Document Object Model (DOM)

A very usual thing to do in JavaScript is to manipulate the DOM. If you are like me, you might not have thought twice about doing something like document.querySelector(.class). Yet, this is something that is provided by the Web API Document Object Model, and is not simply part of the JavaScript language.
The Document Object Model (DOM) is an API for manipulating DOM trees of HTML and XML documents (among other tree-like documents). This API is at the root of the description of a page and serves as a base for scripting on the web.

MDN Web Doc

For example, if we deconstruct this line of code document.querySelector(.class):
  • document: it's an instance of the Document interface and acts as the entry point to the web page content. The Document interface is provided through the DOM API
  • querySelector(): it's an instance method which let us query the first element of the page content matching the selector
    There are many other interfaces (Event, NodeList, Element, XMLDocument, etc. to cite a few) which let us manipulate the DOM. The full documentation can be found here.

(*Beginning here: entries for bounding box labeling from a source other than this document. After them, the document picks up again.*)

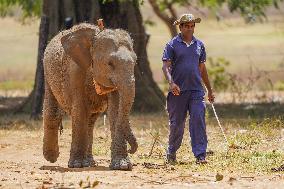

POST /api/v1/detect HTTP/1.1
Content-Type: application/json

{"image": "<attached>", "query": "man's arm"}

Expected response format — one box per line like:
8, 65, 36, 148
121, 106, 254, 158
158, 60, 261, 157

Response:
199, 63, 215, 103
162, 60, 180, 95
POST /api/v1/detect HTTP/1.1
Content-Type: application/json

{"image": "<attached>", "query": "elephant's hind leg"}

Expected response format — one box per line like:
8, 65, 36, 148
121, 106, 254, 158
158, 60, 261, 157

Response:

    Intersection Observer API

    This API lets us know about the visibility of an element in the viewport. It's very helpful for:
    • animations
    • infinite scrolling
    • or even lazy loading an image
      It allows us to configure a callback called whenever a target element intersects with the viewport. For the details about how to implement it, read the official Web MDN documentation.

      Fetch API

      This is another very common API we use whenever we want to fetch data from an outside resource. It only has one method: fetch().
      fetch() takes an argument, the path to the resource we want to fetch, and returns a promise. It is asynchronous, preventing us to block the main thread whenever we need to fetch data. You can read more about it here.

      Web Share API

      On websites, we often want to be able to share a page, content or file to third parties (social medias, email, etc.). That is when we can use the Web Share API, which gives us two methods:
      • navigator.canShare() which validates if the data is shareable
      • navigator.share() which invokes the native sharing mechanisms of the operating system.
        The full documentation is available here.

        Many more APIs

        The few APIs introduced above are a very limited subset of all Web APIs available. I find that they are the ones I use on a daily basis. But here are a couple more that I find interesting:
        • The Fullscreen API lets us display a specific element in fullscreen and then exit the fullscreen state when it is not needed anymore
        • The View Transition API lets us create nice transition when navigating from page to page.
        • The Screen Orientation API gives information about the orientation of the current device
          A list of all available APIs can be found here. Sadly, some of them are only compatible with a few browsers. Make sure you check the compatibility before using them in your website.